Zentral für mein Verständnis von systemischer Supervision ist jedenfalls der kontinuierliche Perspektivenwechsel als Methode. Der Supervisor wechselt immer wieder seine eigene Blickrichtung und lädt auch die Supervisanden wiederholt dazu ein, neue Perspektiven einzunehmen, indem er zum Beispiel danach fragt, wofür das geschilderte Problem eine Lösung darstellen könnte oder, noch unerwarteter, was die Supervisanden selbst tun könnten, um das genannte Problem zu verschlimmern. Die vielfältigen Perspektivenwechsel ermöglichen es, von eingefahrenen Problembeschreibungen wegzukommen. So gelangen wir manchmal fast spielerisch zu neuen, lösungsrelevanten Erkenntnissen und können gelegentlich den Humor als weiteren Mitspieler und Co-Supervisor einladen. Insgesamt stützt sich die systemische Supervision auf meta- und praxistheoretische Ansätze verschiedener wissenschaftlicher Disziplinen. Alle diese Elemente stellen zusammen ein allgemeines Paradigma dar, aber keine in sich abgeschlossene Theorie. Paradigmatisch sind zum Beispiel der nichtlineare Umgang mit Komplexität oder die multifaktoriellen Erklärungskonzepte.

Können Sie diese Konzepte mit einfachen Worten etwas konkretisieren?

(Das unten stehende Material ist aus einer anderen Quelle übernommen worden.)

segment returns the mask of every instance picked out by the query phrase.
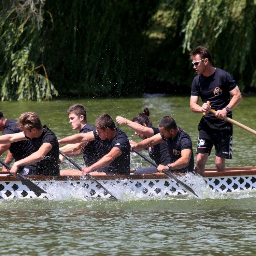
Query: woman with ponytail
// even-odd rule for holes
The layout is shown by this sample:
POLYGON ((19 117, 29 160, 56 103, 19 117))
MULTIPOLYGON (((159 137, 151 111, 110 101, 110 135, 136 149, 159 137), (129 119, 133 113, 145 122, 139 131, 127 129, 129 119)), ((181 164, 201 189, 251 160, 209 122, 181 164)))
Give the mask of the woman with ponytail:
MULTIPOLYGON (((142 139, 152 137, 160 132, 158 128, 152 126, 152 122, 149 117, 150 112, 145 108, 142 113, 136 115, 130 121, 122 116, 117 116, 116 120, 118 125, 127 125, 135 131, 136 135, 142 139)), ((133 142, 130 141, 130 143, 133 142)), ((150 147, 147 149, 150 157, 158 165, 166 165, 170 162, 170 158, 167 144, 165 142, 150 147)), ((134 174, 148 174, 158 172, 157 169, 154 166, 139 169, 134 174)))

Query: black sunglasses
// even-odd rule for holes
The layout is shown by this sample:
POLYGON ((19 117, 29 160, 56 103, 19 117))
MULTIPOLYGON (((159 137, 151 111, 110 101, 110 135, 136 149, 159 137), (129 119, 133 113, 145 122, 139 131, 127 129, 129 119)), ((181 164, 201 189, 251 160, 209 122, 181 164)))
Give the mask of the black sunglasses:
POLYGON ((197 61, 196 62, 193 62, 193 61, 192 61, 192 64, 193 65, 195 65, 195 66, 197 66, 199 64, 199 62, 200 61, 201 61, 202 60, 203 60, 206 58, 205 58, 204 59, 200 59, 200 60, 198 60, 198 61, 197 61))

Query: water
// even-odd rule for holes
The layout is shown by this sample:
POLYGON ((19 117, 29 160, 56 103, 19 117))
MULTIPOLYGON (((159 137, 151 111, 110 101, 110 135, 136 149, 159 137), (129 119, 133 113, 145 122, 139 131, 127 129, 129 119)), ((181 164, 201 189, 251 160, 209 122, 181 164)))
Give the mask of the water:
MULTIPOLYGON (((189 97, 158 97, 7 102, 1 102, 0 109, 7 118, 14 119, 23 112, 34 111, 60 138, 74 133, 66 111, 74 103, 86 106, 87 120, 92 124, 103 113, 114 119, 121 115, 131 119, 147 106, 155 126, 163 116, 173 116, 190 135, 195 148, 201 115, 191 112, 189 100, 189 97)), ((255 101, 253 97, 244 97, 233 117, 255 130, 255 101)), ((130 139, 138 141, 132 130, 124 126, 120 128, 130 139)), ((227 160, 227 167, 255 165, 255 136, 234 128, 233 157, 227 160)), ((81 158, 74 159, 83 165, 81 158)), ((147 165, 132 154, 132 169, 147 165)), ((207 166, 214 166, 214 156, 207 166)), ((62 166, 67 167, 74 168, 69 163, 62 166)), ((255 255, 256 190, 213 193, 200 178, 193 179, 190 185, 199 198, 188 195, 124 197, 118 200, 85 199, 54 188, 50 200, 0 201, 1 255, 255 255)))

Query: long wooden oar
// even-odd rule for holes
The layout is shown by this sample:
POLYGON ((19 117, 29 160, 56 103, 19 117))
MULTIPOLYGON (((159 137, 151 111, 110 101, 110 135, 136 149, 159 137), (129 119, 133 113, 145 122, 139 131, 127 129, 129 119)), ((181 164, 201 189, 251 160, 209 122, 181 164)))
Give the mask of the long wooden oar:
MULTIPOLYGON (((6 167, 8 170, 11 170, 11 167, 7 163, 5 163, 3 161, 0 159, 0 163, 4 167, 6 167)), ((43 189, 39 187, 37 185, 35 184, 30 180, 29 180, 26 177, 20 175, 18 173, 16 173, 16 177, 21 181, 22 183, 26 186, 31 191, 34 193, 41 193, 47 194, 47 192, 45 191, 43 189)))
MULTIPOLYGON (((155 167, 157 168, 158 166, 155 163, 151 161, 150 159, 146 157, 144 155, 142 155, 141 153, 137 151, 136 150, 133 149, 132 150, 134 152, 135 152, 137 154, 139 155, 139 156, 141 156, 143 158, 145 159, 145 160, 147 161, 149 163, 151 163, 152 165, 155 166, 155 167)), ((198 197, 198 196, 195 193, 192 188, 188 186, 186 184, 185 184, 184 182, 183 182, 181 181, 180 181, 179 179, 177 179, 174 175, 173 175, 169 171, 167 171, 166 170, 163 170, 163 172, 166 175, 167 175, 168 177, 172 179, 173 180, 174 180, 177 183, 180 184, 181 185, 183 186, 185 188, 187 189, 189 191, 190 191, 191 193, 194 194, 195 196, 196 196, 198 197)))
MULTIPOLYGON (((73 165, 74 165, 75 167, 76 167, 79 170, 80 170, 80 171, 82 170, 82 168, 78 164, 76 163, 75 162, 73 161, 72 159, 71 158, 70 158, 66 155, 63 152, 60 151, 59 150, 59 152, 60 154, 63 156, 64 157, 65 157, 66 159, 68 160, 73 165)), ((85 174, 86 176, 87 176, 90 180, 91 180, 92 181, 94 181, 95 183, 97 183, 99 186, 100 186, 104 190, 105 190, 106 192, 108 193, 110 195, 111 195, 113 197, 114 197, 115 198, 116 198, 116 199, 117 199, 116 197, 109 190, 107 189, 106 188, 105 188, 104 186, 103 186, 103 185, 101 185, 97 180, 96 180, 90 174, 89 174, 89 173, 86 173, 85 174)))
MULTIPOLYGON (((209 105, 211 104, 211 102, 210 101, 207 101, 207 103, 209 104, 209 105)), ((215 115, 216 114, 217 111, 216 110, 214 110, 213 109, 211 109, 211 110, 209 111, 209 112, 210 112, 213 114, 214 114, 215 115)), ((207 112, 204 112, 203 113, 203 115, 205 115, 206 114, 206 113, 207 112)), ((248 131, 249 132, 251 132, 251 133, 254 134, 255 135, 256 135, 256 131, 253 130, 250 127, 247 127, 245 125, 242 125, 242 124, 235 121, 233 119, 229 118, 229 117, 224 117, 223 119, 227 122, 231 123, 231 124, 233 124, 235 125, 240 127, 240 128, 242 128, 242 129, 244 129, 246 131, 248 131)))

Diese Konzepte verweisen unter anderem darauf, dass wir aus einem einfachen Ursache-Wirkungs-Denken aussteigen und Probleme als durch viele unterschiedliche Faktoren bedingte Zusammenhänge erkennen. Ein hoher Krankenstand in einem Team ist zum Beispiel nicht einfach die Ursache für die beklagte hohe Arbeitsbelastung, sondern der hohe Krankenstand steht in Wechselwirkung mit der hohen Arbeitsbelastung und umgekehrt. Dazu können weitere Faktoren kommen, wie besondere Spielregeln in einem Team oder in einer Organisation, die ebenfalls mit den genannten Faktoren Krankenstand und Arbeitsbelastung in Wechselwirkung stehen. Für die Supervision kann dies bedeuten, Ideen im Team zu sammeln, wie dieses Team wieder besser für sich sorgen kann und mit welchem Verhalten jedes einzelne Teammitglied dazu beitragen kann. Dabei ist es wichtig, sowohl strukturelle wie individuelle Lösungsbeiträge ins Auge zu fassen.

An wen richtet sich Ihr neues Angebot in systemischer Supervision am IEF?

Bevorzugt angesprochen sind Personen, die in psychosozialen, psychiatrischen und beratenden Einrichtungen bereits Supervision anbieten oder anbieten wollen, zum Beispiel Ärztinnen, Psychologen, Sozialarbeitende, Lehrer, Theologinnen, Mediatorinnen und Personalfachleute mit einer abgeschlossenen Weiterbildung in systemischer Therapie und Beratung. Gerade auch für erfahrene Psychotherapeut /innen sind die Auseinandersetzung mit beruflichen Teams und die Reflexion betrieblicher Spielregeln noch nicht so geläufig. Genau genommen ist diese Weiterbildung für alle Menschen, die mit Teams arbeiten, vor allem für Führungskräfte, sehr attraktiv. Besonders interessant ist auch die Vielzahl neuer systemischer Methoden und Techniken, die passend zu den jeweiligen Frage-stellungen vorgestellt und in Übungen vertieft werden.

Das Gespräch mit Andrea Ebbecke-Nohlen ist publiziert im IEF-Magazin Nr. 3, Herbst 2016.